Once imagined as a revolutionary tool for connection, entertainment, and information, social media today is slipping into a dangerous spiral — turning increasingly anti-social in both content and consequence. The latest evidence of this disturbing transformation came when a young woman livestreamed her suicide, while thousands watched without intervening. Suicides are not new. But the deliberate broadcasting of death — and the audience it draws — forces us to ask a chilling question: Have we lost control of what social media was meant to be?
Originally built to bring people together, social media has become a place where chaos, controversy, and a craving for attention reign supreme. It was meant to inform and enlighten — today, it often misleads and corrupts. The rise of the so-called “digital creator” has turned a platform for creativity into a marketplace for validation, money, and, increasingly, mental instability.
And make no mistake — it is a trap.
From teenagers to housewives, the lure of virality and the promise of easy income have drawn people into a digital world where values are discarded for views. What’s considered socially unacceptable in the real world is repackaged as entertainment online — and monetised. As with a thief who justifies his crime as a necessity, or a drug dealer who blames his trade on profit, digital creators are increasingly falling into the same loop: If it earns money, it must be okay.
This profit-first logic is destroying the line between content and conscience. The calm, introverted person offline becomes loud, crass, or obscene online. Is this transformation driven by genuine happiness? No. It’s driven by algorithms that reward noise over nuance, vulgarity over value.

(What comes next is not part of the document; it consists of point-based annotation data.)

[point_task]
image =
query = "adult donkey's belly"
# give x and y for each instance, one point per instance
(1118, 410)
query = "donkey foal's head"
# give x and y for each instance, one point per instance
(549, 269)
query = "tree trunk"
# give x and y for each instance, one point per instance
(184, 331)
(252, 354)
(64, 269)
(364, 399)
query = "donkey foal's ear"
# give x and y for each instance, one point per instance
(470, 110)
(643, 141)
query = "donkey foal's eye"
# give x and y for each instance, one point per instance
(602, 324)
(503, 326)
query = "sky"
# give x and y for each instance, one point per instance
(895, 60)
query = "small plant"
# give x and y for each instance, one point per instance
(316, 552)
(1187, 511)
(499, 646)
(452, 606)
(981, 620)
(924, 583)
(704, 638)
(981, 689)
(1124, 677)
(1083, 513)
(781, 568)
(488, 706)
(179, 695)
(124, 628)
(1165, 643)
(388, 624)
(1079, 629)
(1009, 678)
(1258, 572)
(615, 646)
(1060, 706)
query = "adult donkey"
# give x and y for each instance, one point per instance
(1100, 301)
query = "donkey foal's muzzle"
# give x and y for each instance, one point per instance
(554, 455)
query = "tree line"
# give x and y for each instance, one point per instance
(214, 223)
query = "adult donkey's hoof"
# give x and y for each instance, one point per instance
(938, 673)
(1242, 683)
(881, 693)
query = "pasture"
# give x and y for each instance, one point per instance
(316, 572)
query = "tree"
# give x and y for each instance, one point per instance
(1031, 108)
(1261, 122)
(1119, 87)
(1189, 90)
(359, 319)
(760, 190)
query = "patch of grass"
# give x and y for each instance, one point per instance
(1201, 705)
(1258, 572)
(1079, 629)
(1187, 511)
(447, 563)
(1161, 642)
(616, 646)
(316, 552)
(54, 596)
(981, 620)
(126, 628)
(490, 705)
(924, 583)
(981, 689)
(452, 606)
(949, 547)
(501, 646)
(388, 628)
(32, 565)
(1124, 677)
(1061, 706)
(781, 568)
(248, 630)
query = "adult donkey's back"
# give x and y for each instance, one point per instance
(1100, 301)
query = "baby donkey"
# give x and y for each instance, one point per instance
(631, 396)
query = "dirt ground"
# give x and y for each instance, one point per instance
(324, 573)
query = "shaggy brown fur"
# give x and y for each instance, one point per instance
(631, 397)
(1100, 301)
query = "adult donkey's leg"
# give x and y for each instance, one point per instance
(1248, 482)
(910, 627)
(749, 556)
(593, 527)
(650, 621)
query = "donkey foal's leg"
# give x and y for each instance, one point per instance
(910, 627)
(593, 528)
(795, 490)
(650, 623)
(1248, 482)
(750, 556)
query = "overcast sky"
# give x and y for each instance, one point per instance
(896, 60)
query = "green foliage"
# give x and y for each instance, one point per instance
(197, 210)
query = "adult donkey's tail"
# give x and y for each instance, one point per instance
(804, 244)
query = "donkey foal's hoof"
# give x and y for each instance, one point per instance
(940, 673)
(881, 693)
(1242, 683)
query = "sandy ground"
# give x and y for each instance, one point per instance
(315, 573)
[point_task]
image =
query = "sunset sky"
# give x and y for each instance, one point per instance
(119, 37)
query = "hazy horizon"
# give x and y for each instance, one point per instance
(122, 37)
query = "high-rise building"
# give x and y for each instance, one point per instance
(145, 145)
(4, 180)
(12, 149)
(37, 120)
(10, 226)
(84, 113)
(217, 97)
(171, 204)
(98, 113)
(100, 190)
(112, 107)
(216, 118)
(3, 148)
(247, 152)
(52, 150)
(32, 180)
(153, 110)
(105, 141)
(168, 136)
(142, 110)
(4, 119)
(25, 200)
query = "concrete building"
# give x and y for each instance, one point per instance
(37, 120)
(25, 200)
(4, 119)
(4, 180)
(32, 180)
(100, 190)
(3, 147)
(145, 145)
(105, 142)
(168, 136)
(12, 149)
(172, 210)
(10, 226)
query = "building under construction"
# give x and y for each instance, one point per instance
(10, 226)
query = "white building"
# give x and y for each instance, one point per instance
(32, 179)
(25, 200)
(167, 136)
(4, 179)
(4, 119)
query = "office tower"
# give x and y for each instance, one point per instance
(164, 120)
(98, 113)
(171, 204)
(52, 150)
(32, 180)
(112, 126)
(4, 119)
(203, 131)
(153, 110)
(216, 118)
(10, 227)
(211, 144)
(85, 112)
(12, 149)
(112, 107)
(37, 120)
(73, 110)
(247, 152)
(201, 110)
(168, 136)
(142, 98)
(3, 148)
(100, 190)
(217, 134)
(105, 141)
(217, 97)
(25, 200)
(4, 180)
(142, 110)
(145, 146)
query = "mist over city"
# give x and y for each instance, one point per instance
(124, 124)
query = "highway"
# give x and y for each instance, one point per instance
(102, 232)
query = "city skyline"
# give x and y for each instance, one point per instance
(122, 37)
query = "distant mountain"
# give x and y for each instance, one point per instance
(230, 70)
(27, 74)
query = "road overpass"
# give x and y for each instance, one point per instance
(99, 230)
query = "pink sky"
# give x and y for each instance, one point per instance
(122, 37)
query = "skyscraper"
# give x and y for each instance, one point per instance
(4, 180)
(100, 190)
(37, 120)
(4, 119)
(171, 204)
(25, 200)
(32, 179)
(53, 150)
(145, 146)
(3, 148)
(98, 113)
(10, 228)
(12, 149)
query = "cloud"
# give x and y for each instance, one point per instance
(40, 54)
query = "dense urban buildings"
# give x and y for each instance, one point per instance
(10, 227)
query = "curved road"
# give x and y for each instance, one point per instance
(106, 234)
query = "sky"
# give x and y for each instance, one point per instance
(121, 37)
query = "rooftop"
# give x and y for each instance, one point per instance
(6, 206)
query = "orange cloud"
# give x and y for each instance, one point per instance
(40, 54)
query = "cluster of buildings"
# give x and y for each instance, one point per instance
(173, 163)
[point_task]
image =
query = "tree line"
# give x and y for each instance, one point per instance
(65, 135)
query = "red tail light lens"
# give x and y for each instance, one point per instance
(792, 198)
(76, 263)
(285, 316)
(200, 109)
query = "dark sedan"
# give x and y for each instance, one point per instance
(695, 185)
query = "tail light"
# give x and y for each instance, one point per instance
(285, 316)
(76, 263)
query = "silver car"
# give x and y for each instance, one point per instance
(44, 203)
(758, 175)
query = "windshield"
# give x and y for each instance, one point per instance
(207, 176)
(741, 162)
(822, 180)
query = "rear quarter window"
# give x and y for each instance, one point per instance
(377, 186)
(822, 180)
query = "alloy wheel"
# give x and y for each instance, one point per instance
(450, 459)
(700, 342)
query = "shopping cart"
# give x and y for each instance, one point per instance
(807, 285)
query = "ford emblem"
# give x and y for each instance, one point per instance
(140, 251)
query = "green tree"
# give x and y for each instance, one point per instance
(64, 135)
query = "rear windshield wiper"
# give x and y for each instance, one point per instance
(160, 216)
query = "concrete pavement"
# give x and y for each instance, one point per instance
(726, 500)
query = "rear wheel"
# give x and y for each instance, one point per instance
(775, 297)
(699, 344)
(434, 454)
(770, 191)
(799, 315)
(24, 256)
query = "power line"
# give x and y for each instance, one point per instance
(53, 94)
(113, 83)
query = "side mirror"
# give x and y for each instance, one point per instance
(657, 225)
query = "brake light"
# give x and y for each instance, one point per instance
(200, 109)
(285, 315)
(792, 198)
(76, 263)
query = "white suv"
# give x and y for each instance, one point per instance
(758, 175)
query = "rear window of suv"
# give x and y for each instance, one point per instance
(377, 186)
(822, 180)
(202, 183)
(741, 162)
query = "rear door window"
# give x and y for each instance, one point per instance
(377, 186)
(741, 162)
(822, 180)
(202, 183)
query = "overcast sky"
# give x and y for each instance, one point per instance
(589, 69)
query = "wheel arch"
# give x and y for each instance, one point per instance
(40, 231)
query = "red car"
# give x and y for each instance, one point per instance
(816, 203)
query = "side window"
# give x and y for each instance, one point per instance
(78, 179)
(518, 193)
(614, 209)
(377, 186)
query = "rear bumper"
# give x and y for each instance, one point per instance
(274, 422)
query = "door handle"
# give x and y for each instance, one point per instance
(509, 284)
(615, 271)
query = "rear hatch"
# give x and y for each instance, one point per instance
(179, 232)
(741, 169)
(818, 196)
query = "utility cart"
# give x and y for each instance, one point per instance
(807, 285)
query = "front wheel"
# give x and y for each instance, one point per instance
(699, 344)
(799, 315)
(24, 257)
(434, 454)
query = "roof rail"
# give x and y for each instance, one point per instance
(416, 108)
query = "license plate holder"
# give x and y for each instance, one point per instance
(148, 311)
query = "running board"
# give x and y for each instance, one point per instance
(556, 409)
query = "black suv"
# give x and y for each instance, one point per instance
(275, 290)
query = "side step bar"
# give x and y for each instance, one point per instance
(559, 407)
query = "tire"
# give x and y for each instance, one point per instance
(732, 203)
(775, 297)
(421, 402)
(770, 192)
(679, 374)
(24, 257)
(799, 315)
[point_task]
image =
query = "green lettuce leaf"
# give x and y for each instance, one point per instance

Everyone wants to be an “influencer.” But influence comes with responsibility — and most have no idea what that means. What is the impact of one reel? One joke? One crass dialogue? In a private room among friends, it’s a laugh. On a public platform, it becomes social messaging. And when done poorly, it becomes social rot.
The system is designed to feed this. Algorithms push the most controversial content to the top. Why? Because controversy = views = profit. Platforms don’t need to spend on content — creators do it for free, desperate for attention, locked in a never-ending cycle of escalation. First, a dance. Then a dirty joke. Next? Who knows — but it must be more shocking, more extreme.
This is not a slippery slope. It’s a free fall.
Today, the line between content creation and mental illness is thinning rapidly. Experts are already warning that social media is manufacturing a generation of people disconnected from reality, validation-addicted, depressed, and confused. The influencer economy is unstable — content fades, relevance disappears, dopamine runs dry — and what follows is burnout, breakdown, or worse.
Look closely — most influencer-linked suicides stem from this very trap. The need to top yesterday’s content leads to desperation. And the worst part? The influencers we criticise are themselves influenced by what they see others doing. If you are blindly following a trend, are you truly an influencer — or just another lost follower in disguise?
This isn’t just about digital creators. The bigger worry is what happens to the millions they influence — the young minds that consume this content daily, forming opinions, behaviours, and identities around it.
When the foundations of society are shaken for business, it’s time to sound the alarm. The platforms profit. The creators burn out. The viewers are poisoned.
So yes, social media is becoming anti-social. And unless we learn to use it with responsibility — as viewers, as creators, as platforms — we’re heading towards a mental health disaster we are not prepared for.
It’s time to step back. Think. Reflect.
Not everything that goes viral is worth it. And not all influence is good.
The question is — are we ready to change before it’s too late?